I caught my biggest flathead (55cm) there a couple of years back from an inflatable boat that my brother and I took out. I threw it in to the boat (6 lbs line, no leader) and it's spines popped it... so here we were motoring back in a sinking boat much to the amusement of fisherman from the bank.


----------



## PeterJ (Aug 29, 2005)

yep, 6 kilo+.
It's a great place to fish.

Places like the school lagoon channel is about 20 mtrs from shore, easy to anchor up near the sand spit with the yak and launching is 20 mtrs away. It was once the place you were most likely to bag a 12 kilo fish. The sizes have gotten smaller though over the years.

The nth shore rocks can be fished from shore and the is a beach right next to it , easy again to launch the yak. This is right next to Corio Quay , another big snapper spot.
Seriously, the good spots are everywhere and within very easy yak reach.

When you look at the bay in Google there are really two deepwater entrances to the inner bay. Main sth channel and the area up near the old nth channel and bird rock. They are the highways and once they get in there they swim around in circles for a while then have to go back out the same way they came in.

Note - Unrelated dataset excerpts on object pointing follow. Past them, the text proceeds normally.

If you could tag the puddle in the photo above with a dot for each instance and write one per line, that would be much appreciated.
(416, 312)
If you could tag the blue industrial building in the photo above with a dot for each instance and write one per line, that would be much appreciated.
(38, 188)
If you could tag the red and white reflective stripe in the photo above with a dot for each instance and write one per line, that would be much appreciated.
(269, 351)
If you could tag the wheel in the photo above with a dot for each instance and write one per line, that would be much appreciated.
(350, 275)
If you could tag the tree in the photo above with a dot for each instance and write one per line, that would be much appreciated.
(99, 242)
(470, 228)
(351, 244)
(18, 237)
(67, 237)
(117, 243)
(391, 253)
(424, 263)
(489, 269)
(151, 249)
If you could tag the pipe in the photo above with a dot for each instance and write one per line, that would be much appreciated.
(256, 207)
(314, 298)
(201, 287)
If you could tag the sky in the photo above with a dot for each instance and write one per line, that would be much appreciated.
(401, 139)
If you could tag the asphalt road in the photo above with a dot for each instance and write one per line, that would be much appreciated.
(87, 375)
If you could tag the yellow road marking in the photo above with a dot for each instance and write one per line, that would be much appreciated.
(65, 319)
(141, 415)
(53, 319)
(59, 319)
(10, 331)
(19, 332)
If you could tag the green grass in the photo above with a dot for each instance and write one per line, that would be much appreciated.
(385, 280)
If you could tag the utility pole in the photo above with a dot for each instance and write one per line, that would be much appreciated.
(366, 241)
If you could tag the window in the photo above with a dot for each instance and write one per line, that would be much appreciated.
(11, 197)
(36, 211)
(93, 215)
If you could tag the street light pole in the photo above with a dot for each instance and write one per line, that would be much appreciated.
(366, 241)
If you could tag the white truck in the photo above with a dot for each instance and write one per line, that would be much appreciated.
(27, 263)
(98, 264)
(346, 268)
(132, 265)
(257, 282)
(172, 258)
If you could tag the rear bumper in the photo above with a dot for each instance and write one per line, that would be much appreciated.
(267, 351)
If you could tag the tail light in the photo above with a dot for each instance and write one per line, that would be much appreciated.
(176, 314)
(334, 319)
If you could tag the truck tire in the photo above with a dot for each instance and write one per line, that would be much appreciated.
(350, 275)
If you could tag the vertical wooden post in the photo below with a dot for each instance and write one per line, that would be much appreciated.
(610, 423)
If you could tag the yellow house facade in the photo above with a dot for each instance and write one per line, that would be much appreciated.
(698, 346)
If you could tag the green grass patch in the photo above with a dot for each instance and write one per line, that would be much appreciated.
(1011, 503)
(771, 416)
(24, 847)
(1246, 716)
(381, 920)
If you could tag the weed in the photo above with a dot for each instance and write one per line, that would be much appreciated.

Every spot marked on the map at some stage we have fished in the few years before getting into yak fishing.We got fish at all of the spots, some bigger than others.


----------



## Clarkos (Oct 11, 2006)

Thanks for posting up the map Pete. I've had to visit our salt business down there a few times, and have wondered what the fishing was like. last time I went (when victoria was on fire) I took a little travel rod down, but couldn't find anything out of the galeforce winds that were blowing.

I'll be prepared next time.


----------